La carencia de espacios adecuados no es un problema menor. La falta de locales dignos limita la capacidad de ensayo de las collas, resta seguridad a los castellers y, en definitiva, pone en riesgo la continuidad de una tradición que requiere una dedicación y una preparación física constantes. La CCCC considera que las administraciones locales y la Generalitat deben trabajar conjuntamente para dotar a cada colla de un espacio de referencia donde puedan preparar sus castells con las garantías técnicas necesarias.
El riesgo de aplicar normativas de espectáculos de masas a las diades castelleres
Una advertencia que ha resonado con especial fuerza durante la comparecencia ante la comisión parlamentaria es la que ha formulado la CCCC respecto al riesgo de aplicar a las diadas castelleres normativas pensadas para espectáculos de masas o conciertos.

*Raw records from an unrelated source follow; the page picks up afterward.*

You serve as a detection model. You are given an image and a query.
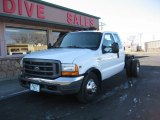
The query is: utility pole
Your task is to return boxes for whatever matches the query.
[99,22,106,30]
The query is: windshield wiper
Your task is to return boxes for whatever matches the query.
[67,45,87,49]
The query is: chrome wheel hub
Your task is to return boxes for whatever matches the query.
[86,79,97,94]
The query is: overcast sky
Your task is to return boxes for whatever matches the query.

Las diades castelleres no son conciertos ni espectáculos convencionales: son eventos de naturaleza singular que combinan práctica cultural, tradición viva, participación ciudadana directa y una dinámica de seguridad y organización que les es propia.
La CCCC ha pedido que el despliegue de la ley tenga en cuenta «las dinámicas y necesidades específicas de la práctica castellera en el espacio público». Esto implica, entre otras cosas, que las autorizaciones, los protocolos de seguridad, las normativas de acceso y las regulaciones urbanísticas deben diseñarse a medida de lo que ocurre en una plaza durante una diada, donde cientos de personas se aglomeran para ver cómo un castell se levanta y se cae, donde la logística es completamente distinta a la de un festival musical y donde la seguridad de los castellers es la prioridad absoluta.

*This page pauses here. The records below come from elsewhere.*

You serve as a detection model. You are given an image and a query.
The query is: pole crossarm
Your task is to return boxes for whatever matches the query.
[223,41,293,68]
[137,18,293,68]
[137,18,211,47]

Torres ha subrayado que el objetivo final es que la ley no quede como un texto bonito sobre el papel, sino que se traduzca en «herramientas en la plaza, en la calle y en los locales de ensayo de las collas». La cultura popular no puede quedar relegada a un artículo secundario de una normativa generalista. Las collas castelleres representan una de las expresiones más puras de la identidad catalana, y su reconocimiento jurídico adecuado es una cuestión de justicia cultural, de sentido común y de respeto a una tradición que une a miles de personas en cada rincón de Catalunya.

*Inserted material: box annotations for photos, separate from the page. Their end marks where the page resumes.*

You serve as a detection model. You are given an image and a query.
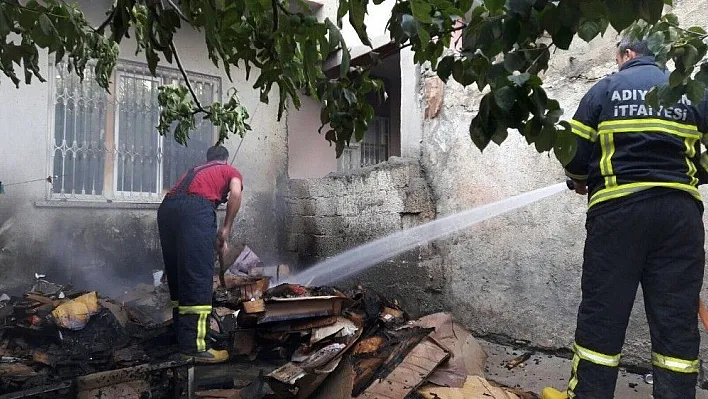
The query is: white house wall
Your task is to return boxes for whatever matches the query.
[0,1,287,292]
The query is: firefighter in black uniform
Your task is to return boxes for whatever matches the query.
[543,37,708,399]
[157,146,243,363]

La batalla legislativa por la ley de derechos culturales apenas comienza, y la comparecencia de la CCCC ha dejado claro que las collas castelleres estarán muy atentas a cada artículo, cada definición y cada partida presupuestaria que se negocie en el Parlament. El desafío es que la norma sea lo suficientemente flexible para acoger la diversidad del ecosistema cultural catalán y lo suficientemente contundente para garantizar que la cultura de base, la cultura popular y la tradición viva tengan el lugar que merecen en el sistema de protección del patrimonio cultural de Catalunya.